Avec les appareils sans écran et la photographie argentique, il n'y a pas de contrôle instantané, pas de retouche, ni de publication immédiate. L'image retrouve son caractère incertain, différé, imparfait, libérée de cette pression, à l'instar des albums photo d'antan.
Cette situation peut aussi s'élargir à la vidéo en ligne sur les réseaux sociaux. Les formats dominants (Reels, Shorts) se concentrent beaucoup sur l'individu en selfie en train de parler, mêlant auto-exposition, influence et réaction, et perpétuent une logique de contenus courts, centrés sur soi et surtout répétitifs depuis plus de 15 ans maintenant.
Les récentes critiques et litiges aux États-Unis visant des plateformes telles que Meta, accusées de propager des vidéos nuisibles pour la santé mentale des jeunes, mettent en évidence les limites de ce modèle.
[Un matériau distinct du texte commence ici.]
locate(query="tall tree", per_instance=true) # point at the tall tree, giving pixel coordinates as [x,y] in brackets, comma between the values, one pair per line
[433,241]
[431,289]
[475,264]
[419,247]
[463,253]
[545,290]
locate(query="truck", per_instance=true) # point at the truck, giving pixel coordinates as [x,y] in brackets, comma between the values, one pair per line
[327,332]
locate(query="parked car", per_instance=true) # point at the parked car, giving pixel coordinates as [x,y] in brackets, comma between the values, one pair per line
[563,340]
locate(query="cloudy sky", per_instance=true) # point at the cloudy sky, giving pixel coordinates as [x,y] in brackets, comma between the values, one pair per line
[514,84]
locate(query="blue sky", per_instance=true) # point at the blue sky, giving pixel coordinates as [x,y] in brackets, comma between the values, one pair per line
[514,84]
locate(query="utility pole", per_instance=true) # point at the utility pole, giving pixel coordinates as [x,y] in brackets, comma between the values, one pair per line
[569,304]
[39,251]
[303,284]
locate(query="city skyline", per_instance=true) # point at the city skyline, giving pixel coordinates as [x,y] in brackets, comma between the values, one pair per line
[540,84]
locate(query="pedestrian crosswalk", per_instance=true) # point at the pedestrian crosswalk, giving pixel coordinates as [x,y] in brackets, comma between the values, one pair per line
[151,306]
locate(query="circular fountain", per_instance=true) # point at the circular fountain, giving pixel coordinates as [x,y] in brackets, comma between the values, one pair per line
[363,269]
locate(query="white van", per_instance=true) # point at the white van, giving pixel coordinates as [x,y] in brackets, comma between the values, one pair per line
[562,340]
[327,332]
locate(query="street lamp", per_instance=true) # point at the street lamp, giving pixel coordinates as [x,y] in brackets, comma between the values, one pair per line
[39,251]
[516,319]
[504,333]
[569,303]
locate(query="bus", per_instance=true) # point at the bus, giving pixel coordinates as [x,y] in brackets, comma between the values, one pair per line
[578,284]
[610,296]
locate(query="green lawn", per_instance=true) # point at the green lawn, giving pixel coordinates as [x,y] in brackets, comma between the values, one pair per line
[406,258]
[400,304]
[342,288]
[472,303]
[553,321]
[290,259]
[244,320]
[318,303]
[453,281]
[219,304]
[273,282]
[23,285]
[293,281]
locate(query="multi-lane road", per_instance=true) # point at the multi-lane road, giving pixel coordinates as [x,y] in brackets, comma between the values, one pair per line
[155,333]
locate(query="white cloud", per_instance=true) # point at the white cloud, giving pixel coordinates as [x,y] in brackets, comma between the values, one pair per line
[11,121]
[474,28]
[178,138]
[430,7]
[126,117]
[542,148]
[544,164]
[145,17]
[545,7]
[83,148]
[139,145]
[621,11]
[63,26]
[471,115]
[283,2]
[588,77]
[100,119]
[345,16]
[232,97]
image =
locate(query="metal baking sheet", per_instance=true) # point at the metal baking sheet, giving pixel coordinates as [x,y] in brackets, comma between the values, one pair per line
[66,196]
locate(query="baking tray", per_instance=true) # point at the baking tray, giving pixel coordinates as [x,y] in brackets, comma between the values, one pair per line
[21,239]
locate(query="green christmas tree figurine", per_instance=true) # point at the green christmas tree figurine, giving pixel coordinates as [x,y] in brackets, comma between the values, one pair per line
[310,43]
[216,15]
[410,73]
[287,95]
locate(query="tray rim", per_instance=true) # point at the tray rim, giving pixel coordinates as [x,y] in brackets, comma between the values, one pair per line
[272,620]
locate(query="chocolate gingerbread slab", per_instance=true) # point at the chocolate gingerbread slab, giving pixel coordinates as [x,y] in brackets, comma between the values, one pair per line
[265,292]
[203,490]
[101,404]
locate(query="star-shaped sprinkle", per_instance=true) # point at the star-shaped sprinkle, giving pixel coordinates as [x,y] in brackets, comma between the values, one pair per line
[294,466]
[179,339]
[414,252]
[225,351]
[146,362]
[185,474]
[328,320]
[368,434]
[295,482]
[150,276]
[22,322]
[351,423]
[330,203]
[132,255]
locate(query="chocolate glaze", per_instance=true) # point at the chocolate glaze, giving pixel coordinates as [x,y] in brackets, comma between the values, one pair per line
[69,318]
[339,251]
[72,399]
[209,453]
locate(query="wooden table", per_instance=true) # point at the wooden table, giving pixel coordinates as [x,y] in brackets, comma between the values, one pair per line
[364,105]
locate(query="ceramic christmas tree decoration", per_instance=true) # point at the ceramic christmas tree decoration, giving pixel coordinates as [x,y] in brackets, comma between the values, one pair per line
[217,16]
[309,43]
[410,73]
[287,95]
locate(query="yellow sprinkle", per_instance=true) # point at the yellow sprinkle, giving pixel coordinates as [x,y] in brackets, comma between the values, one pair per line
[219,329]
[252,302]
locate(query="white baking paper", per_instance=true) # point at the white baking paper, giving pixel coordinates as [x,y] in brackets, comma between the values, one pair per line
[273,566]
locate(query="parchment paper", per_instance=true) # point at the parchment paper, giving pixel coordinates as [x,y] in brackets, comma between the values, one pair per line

Plusieurs décisions judiciaires et procédures en cours appuient les utilisateurs.
Le succès des formats analogiques en photographie signale une attente qui pourrait aussi se traduire par une séparation croissante entre l’objet de captation (l’appareil photo) et l’objet de diffusion (l’écran du téléphone), une trajectoire notamment favorable aux professionnels de la fiction.
Un boulevard s'ouvre aussi pour la fiction professionnelle adaptée aux écrans de téléphone. Les formats qui vont réintroduire le récit vont redorer l'image des réseaux sociaux. L'utilisateur redevient spectateur d'une histoire, à distance et sans nécessité de se représenter soi-même. Sortir d'un espace où l'ego est constamment engagé.